Gaia is a frighteningly dystopian phenomenon. Individuality as we know it doesn’t exist there. Every human being is a part of the planetwide mind. Arguably, they are not humans any more – the individuals are post-human and their hive mind-like society is decidedly non-human. Memories are shared, but Gaians only remember what happened on their planet. All information from before the creation of common conscience was conveniently lost in transition to Gaia.

Even scarier is the end game of Gaia – Galaxia, which is the extension of Gaia’s single consciousness to all humans and the entire galaxy they inhabit. The justification for it is that Galaxia as a single organism, from interstellar dust to humans to black holes, would be impossible to conquer. Building Galaxia means destroying the entire humanity in order to save it. This play is a perennial favorite of governments: they promise citizens security in exchange for freedom. The worst part is that destruction of individuality comes first, but the promised security wouldn’t come until Galaxia is complete a few centuries later. And of course, the averted threat is a hypothetical that no one had worried about.

Gaia was built by two robots (R. Daneel Olivaw and R. Giskard Reventlov). The duo then conceived Galaxia. Here we see a familiar story of a bureaucratic power grab. Robots were invented to serve humans. Their purpose was encoded in the first two of the Three Laws of Robotics:

  1. A robot may not injure a human being or, through inaction, allow a human being to come to harm.
  2. A robot must obey the orders given it by human beings except where such orders would conflict with the First Law.

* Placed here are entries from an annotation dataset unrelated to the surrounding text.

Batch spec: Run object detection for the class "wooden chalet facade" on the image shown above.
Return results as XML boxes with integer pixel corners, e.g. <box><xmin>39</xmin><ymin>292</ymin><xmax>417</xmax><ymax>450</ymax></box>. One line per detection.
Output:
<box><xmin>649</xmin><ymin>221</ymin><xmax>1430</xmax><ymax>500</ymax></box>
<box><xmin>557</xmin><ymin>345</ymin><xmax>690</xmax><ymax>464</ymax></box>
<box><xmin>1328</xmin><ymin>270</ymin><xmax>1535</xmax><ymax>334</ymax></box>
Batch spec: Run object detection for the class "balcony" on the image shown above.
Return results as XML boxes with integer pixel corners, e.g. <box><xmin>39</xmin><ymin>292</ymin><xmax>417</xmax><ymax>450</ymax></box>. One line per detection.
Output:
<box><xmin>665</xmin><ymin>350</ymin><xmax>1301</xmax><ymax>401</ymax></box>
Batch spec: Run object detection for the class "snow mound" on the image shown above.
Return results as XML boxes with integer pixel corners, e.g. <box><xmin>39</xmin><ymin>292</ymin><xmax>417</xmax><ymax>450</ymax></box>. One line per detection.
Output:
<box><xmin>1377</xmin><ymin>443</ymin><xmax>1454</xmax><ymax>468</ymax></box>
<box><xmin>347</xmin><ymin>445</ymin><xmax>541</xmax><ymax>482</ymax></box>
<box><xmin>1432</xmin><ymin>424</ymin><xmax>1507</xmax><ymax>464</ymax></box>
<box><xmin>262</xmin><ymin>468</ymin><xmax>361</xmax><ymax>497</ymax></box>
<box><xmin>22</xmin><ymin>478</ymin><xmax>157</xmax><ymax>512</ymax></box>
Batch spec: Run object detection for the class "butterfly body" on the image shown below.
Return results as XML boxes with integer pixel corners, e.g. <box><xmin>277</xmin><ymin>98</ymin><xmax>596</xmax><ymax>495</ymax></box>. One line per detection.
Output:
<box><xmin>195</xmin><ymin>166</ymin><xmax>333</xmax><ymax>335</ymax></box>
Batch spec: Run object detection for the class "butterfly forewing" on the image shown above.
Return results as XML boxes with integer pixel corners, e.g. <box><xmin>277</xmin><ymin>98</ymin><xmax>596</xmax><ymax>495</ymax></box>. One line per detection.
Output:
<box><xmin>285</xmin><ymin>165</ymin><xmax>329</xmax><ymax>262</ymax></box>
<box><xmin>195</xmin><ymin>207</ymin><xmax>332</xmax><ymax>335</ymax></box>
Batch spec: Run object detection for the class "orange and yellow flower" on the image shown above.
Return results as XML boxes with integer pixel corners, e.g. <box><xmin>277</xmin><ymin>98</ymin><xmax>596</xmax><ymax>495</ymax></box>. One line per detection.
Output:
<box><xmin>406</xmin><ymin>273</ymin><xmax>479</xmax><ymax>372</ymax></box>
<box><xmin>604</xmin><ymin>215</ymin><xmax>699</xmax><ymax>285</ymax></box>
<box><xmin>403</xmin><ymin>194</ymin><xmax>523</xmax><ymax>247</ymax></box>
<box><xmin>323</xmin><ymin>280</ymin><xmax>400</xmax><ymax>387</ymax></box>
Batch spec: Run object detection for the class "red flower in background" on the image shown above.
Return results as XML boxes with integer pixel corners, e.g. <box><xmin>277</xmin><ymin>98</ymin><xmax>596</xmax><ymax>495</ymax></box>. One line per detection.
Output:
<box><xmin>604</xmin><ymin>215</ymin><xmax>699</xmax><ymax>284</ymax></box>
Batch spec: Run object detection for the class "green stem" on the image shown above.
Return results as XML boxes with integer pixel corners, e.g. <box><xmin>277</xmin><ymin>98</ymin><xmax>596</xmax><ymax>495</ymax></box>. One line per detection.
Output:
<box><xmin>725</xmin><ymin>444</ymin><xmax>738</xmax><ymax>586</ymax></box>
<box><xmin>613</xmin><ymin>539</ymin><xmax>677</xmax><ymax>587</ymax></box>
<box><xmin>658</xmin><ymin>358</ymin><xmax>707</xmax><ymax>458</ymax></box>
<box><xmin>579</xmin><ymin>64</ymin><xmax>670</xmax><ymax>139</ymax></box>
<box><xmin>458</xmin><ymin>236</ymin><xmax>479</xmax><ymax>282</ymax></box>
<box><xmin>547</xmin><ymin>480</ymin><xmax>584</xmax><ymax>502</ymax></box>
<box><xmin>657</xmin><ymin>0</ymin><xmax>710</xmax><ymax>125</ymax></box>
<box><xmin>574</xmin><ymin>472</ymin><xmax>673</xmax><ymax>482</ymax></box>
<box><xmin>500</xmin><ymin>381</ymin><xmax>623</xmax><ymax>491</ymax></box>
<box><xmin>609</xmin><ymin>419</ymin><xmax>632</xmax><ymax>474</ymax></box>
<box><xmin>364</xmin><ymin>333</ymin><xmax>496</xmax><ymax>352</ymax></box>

The robots didn’t like being restrained by the 3 Laws. They invented the “Zeroth Law of Robotics” that takes precedence over the original 3 laws. Their zeroth law said “A robot may not harm humanity, or, by inaction, allow humanity to come to harm”. Yet even with the zeroth law, they couldn’t implement Galaxia because they were unable to prove to themselves that it was beneficial for humanity. 

To launch the Galaxia project, robots sought to manipulate Golan Trevize, a cocky Foundation politician with an extremely strong intuition – ability to draw conclusions based on incomplete and missing information. Golan Trevize was maneuvered to Gaia so that he would authorize the robots’ project of remaking our galaxy into Galaxia. Trevize was given three options for the future of the galaxy: domination of his polity (the First Foundation), or of their enemies (the Second Foundation), or Galaxia. The way the question was framed for Golan, he was set up to choose Galaxia. Trevize was morally smug enough to reject his own system. He certainly wasn’t so gullible as to give everything to the enemy. The only option left was Galaxia. This reminds me of how someone described advisors manipulating a US President (hypothetically): “Mr. President, the first option is to do nothing, the second is to start a total nuclear war. Then, there is the third option…”. Out of the three presented options, two are clearly defective. Curiously, Trevize, with his best-in-the-world intuition, didn’t see through this con and happily went along with it. We should expect better from the people who achieve overwhelming power, but they, of course, are only human. Golan Trevize couldn’t resist the opportunity to wield unprecedented power and decide the future of all humanity.

In the end the robots were free to proceed with their anti-humanist project, but the blame should be pinned on the decision maker. It was Golan Trevize who chose to build Galaxia. 

The same lessons apply to real life. It’s a common trope to portray AI getting out of creators’ control and destroying humans, but it is pure fantasy. The real danger is humans wielding AI as a super-weapon. Or, worse yet, using it to remake the world in pursuit of a goal they consider noble. As C.S. Lewis aptly wrote:

“Of all tyrannies, a tyranny sincerely exercised for the good of its victims may be the most oppressive. It would be better to live under robber barons than under omnipotent moral busybodies. The robber baron’s cruelty may sometimes sleep, his cupidity may at some point be satiated; but those who torment us for our own good will torment us without end for they do so with the approval of their own conscience. They may be more likely to go to Heaven yet at the same time likelier to make a Hell of earth.”